Another Reverb10 prompt that I’m not really feeling. Maybe there are just too many of them crammed into a month and too similar to each other. It’s boring to keep writing about the same thing in different words.

December 17 – Lesson Learned

What was the best thing you learned about yourself this past year? And how will you apply that lesson going forward?

(Author: Tara Weaver)

It has been a year (and more) of learning. I don’t mean that in an ‘every minute we live, we learn’ way. It’s actually like I enrolled in the School of Life, taking Remedial lessons for having missed out on all the great stuff in the past decade.

The learning comes not from experiences, but from reflecting on them. And things continue to happen at such a rapidfire rate, I’m still making sense of them. What I feel I’ve ‘learnt’ now comes from stuff that happened months, even years ago.

I’ve learnt that the person I was a decade ago was a much better one than the woman I worked so hard to turn into in these past ten years. Stronger, nicer, warmer, more alive and definitely better. I’ve learnt that that girl hasn’t vanished completely. Most of all, I’ve learnt that I can’t go back to being seventeen and neither can I realistically wipe out the 10-odd years that came after. But I’m learning that I can build a new me with the best of both people since they both were, essentially me. The joy and wonder and warmth of the teenage me with the confidence and stability and independence of the adult me. I guess all the lessons I’m learning have to do with that larger idea.
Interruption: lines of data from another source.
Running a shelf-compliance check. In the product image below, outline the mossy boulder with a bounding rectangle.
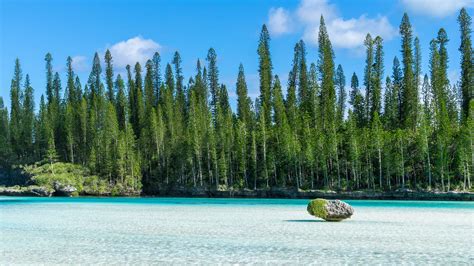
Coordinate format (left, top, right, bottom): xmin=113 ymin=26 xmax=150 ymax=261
xmin=306 ymin=199 xmax=354 ymax=222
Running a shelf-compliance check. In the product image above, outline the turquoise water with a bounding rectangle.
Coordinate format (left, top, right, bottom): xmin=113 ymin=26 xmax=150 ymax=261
xmin=0 ymin=197 xmax=474 ymax=265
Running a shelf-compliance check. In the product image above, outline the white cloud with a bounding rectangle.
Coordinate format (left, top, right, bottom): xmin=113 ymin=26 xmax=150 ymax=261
xmin=71 ymin=55 xmax=88 ymax=72
xmin=401 ymin=0 xmax=474 ymax=17
xmin=109 ymin=36 xmax=162 ymax=68
xmin=266 ymin=0 xmax=398 ymax=51
xmin=268 ymin=7 xmax=291 ymax=36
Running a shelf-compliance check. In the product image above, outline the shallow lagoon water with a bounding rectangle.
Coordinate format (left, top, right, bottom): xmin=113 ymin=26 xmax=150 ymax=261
xmin=0 ymin=197 xmax=474 ymax=265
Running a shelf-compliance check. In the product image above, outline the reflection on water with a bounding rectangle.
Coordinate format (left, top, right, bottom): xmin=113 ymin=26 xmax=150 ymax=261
xmin=0 ymin=197 xmax=474 ymax=264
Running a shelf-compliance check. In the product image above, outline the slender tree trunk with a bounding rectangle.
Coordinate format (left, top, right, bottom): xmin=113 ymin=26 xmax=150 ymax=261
xmin=378 ymin=147 xmax=382 ymax=189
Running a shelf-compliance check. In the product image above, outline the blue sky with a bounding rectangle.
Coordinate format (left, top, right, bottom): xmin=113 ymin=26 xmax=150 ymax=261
xmin=0 ymin=0 xmax=474 ymax=110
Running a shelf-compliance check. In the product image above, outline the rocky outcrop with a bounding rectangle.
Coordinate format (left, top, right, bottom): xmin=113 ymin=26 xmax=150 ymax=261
xmin=0 ymin=186 xmax=54 ymax=197
xmin=54 ymin=181 xmax=77 ymax=197
xmin=306 ymin=199 xmax=354 ymax=222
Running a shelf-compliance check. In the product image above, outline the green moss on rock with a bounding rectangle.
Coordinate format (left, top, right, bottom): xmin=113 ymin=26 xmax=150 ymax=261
xmin=306 ymin=199 xmax=327 ymax=219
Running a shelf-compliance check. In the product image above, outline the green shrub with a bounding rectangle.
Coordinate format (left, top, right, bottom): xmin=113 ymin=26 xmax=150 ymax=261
xmin=306 ymin=199 xmax=327 ymax=219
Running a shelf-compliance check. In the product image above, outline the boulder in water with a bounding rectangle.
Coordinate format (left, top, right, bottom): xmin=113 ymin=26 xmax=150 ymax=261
xmin=306 ymin=199 xmax=354 ymax=222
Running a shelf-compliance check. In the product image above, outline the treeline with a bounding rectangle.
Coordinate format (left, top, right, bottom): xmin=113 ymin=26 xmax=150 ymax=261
xmin=0 ymin=9 xmax=474 ymax=193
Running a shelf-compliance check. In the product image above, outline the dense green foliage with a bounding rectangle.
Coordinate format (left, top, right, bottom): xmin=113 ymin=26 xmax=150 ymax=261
xmin=0 ymin=9 xmax=474 ymax=194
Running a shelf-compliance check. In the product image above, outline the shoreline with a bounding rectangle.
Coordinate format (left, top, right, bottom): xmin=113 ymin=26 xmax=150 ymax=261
xmin=0 ymin=186 xmax=474 ymax=201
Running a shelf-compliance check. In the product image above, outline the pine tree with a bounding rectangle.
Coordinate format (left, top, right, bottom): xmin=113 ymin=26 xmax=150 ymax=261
xmin=400 ymin=13 xmax=418 ymax=129
xmin=257 ymin=24 xmax=273 ymax=127
xmin=44 ymin=53 xmax=53 ymax=104
xmin=0 ymin=97 xmax=10 ymax=166
xmin=105 ymin=49 xmax=115 ymax=103
xmin=152 ymin=52 xmax=161 ymax=103
xmin=318 ymin=16 xmax=340 ymax=186
xmin=9 ymin=58 xmax=23 ymax=159
xmin=115 ymin=74 xmax=128 ymax=130
xmin=21 ymin=74 xmax=35 ymax=157
xmin=370 ymin=36 xmax=384 ymax=119
xmin=458 ymin=8 xmax=474 ymax=120
xmin=364 ymin=33 xmax=374 ymax=121
xmin=413 ymin=37 xmax=421 ymax=88
xmin=206 ymin=48 xmax=219 ymax=123
xmin=236 ymin=64 xmax=251 ymax=127
xmin=349 ymin=72 xmax=365 ymax=127
xmin=335 ymin=65 xmax=346 ymax=127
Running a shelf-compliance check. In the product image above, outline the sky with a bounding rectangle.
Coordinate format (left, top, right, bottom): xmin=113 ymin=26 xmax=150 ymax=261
xmin=0 ymin=0 xmax=474 ymax=110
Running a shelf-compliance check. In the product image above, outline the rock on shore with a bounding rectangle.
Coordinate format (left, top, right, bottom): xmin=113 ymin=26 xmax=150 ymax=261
xmin=306 ymin=199 xmax=354 ymax=222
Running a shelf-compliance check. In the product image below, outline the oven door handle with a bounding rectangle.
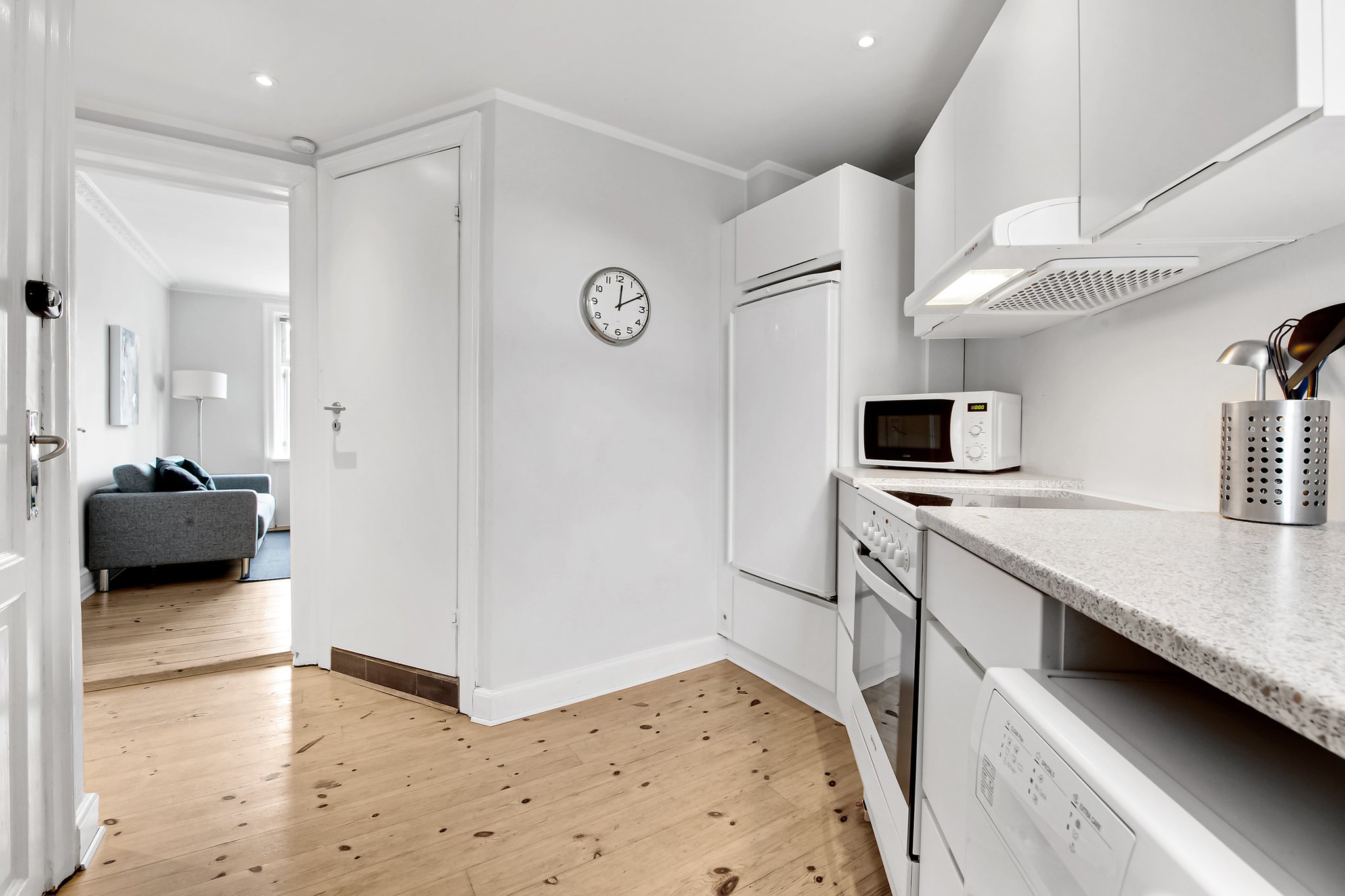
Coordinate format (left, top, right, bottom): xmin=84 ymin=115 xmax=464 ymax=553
xmin=854 ymin=542 xmax=920 ymax=619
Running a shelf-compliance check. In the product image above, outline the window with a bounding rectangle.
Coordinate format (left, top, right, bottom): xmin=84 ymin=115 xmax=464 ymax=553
xmin=269 ymin=312 xmax=289 ymax=461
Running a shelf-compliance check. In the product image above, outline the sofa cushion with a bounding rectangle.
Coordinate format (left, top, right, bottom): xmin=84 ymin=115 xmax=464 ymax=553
xmin=177 ymin=458 xmax=217 ymax=492
xmin=155 ymin=458 xmax=206 ymax=492
xmin=257 ymin=492 xmax=276 ymax=539
xmin=112 ymin=463 xmax=155 ymax=494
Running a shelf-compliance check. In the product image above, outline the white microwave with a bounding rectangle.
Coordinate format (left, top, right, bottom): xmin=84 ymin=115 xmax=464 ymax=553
xmin=858 ymin=393 xmax=1022 ymax=473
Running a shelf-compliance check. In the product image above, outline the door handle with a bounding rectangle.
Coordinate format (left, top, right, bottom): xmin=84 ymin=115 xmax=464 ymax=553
xmin=27 ymin=411 xmax=70 ymax=520
xmin=323 ymin=402 xmax=345 ymax=433
xmin=28 ymin=435 xmax=70 ymax=461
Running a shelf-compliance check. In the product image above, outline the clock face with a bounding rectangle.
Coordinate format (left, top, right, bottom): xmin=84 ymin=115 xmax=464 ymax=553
xmin=580 ymin=267 xmax=650 ymax=345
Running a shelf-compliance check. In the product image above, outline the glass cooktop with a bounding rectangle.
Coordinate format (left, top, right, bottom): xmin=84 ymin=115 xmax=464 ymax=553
xmin=884 ymin=489 xmax=1154 ymax=511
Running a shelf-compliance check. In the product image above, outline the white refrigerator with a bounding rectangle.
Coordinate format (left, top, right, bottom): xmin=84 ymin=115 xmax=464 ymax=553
xmin=729 ymin=271 xmax=839 ymax=598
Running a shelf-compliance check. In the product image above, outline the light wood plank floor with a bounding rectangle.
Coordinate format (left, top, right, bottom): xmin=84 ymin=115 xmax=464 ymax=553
xmin=81 ymin=561 xmax=293 ymax=691
xmin=62 ymin=661 xmax=888 ymax=896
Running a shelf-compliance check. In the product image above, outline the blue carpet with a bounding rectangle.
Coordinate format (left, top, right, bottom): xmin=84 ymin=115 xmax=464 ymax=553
xmin=245 ymin=529 xmax=289 ymax=582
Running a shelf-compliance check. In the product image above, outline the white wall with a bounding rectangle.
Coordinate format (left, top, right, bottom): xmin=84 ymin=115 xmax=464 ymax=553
xmin=965 ymin=227 xmax=1345 ymax=519
xmin=70 ymin=204 xmax=171 ymax=589
xmin=168 ymin=290 xmax=289 ymax=525
xmin=744 ymin=169 xmax=805 ymax=208
xmin=479 ymin=104 xmax=744 ymax=689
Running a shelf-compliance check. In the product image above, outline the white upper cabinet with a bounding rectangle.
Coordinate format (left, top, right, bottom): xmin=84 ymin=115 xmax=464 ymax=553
xmin=734 ymin=168 xmax=842 ymax=284
xmin=915 ymin=99 xmax=958 ymax=284
xmin=902 ymin=0 xmax=1345 ymax=339
xmin=1081 ymin=0 xmax=1323 ymax=238
xmin=952 ymin=0 xmax=1076 ymax=248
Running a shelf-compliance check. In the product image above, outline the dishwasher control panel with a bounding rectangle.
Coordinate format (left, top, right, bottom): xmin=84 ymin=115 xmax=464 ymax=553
xmin=974 ymin=691 xmax=1136 ymax=896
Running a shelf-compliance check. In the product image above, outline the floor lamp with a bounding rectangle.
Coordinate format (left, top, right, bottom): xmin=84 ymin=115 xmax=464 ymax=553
xmin=172 ymin=371 xmax=229 ymax=463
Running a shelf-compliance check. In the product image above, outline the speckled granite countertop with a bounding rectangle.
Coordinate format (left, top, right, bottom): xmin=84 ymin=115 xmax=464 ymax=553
xmin=833 ymin=466 xmax=1083 ymax=492
xmin=919 ymin=508 xmax=1345 ymax=756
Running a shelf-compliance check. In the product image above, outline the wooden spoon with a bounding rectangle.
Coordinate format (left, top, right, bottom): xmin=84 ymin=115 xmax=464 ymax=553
xmin=1289 ymin=304 xmax=1345 ymax=398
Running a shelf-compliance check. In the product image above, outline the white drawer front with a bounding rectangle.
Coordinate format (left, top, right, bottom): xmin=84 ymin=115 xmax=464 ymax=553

How I’m choosing to apply it is to not be apologetic or sorry about who I am. There’s stuff I do and think and feel that isn’t cool or convenient or mature or expected. It doesn’t ‘fit’ with my image. But those make me, me, much more than the approval and admiration of everyone else. I’m choosing to hold on to my phobias, my fears, my unique idiosyncrasies even if everyone else in the world thinks they belong in the last century. They’re mine to nurture or work through at will.